Maggie Stiefvaters Bücher leben von einer sagenhaften Atmosphäre, die einem das Gefühl geben, mitten in reale Legenden abtauchen zu dürfen. Das ist auch bei „Wer die Lilie träumt“ nicht anders. Maggie Stiefvater beweist mal wieder meisterhaft, dass sie eine wahre Künstlerin ist. Sie entführt ihre Leser in einzigartige Welten, wie man sie noch nie zuvor bereisen durfte, lässt sie Abenteuer miterleben, die mitreißender kaum sein könnten, und fesselt sie mit einer Wortgewalt an ihre Seiten, vor der man nicht entfliehen kann (selbst wenn man es wollte!).

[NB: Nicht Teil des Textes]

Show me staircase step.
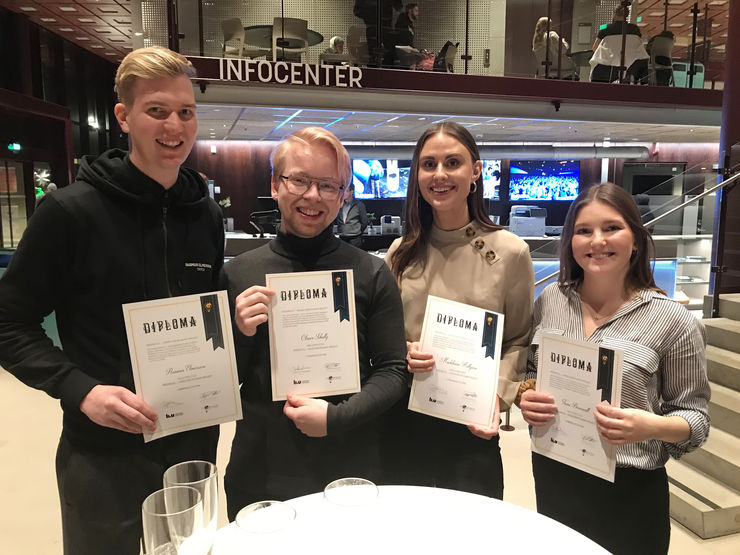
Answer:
[707,345,740,391]
[709,382,740,437]
[681,427,740,490]
[666,459,740,539]
[702,318,740,353]
[719,293,740,320]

Maggie Stiefvater schreibt mit Herzblut und Kreativität wie keine Zweite. Ihre Geschichten faszinieren, verzaubern, begeistern – und genau das schafft auch „Wer die Lilie träumt“ mit Leichtigkeit. Ich habe diese Geschichte nicht nur gelesen, sondern mit ganzem Herzen geträumt. Ich habe jedes Wort inhaliert, sodass „Wer die Lilie träumt“ viel zu schnell schon wieder ausgelesen war.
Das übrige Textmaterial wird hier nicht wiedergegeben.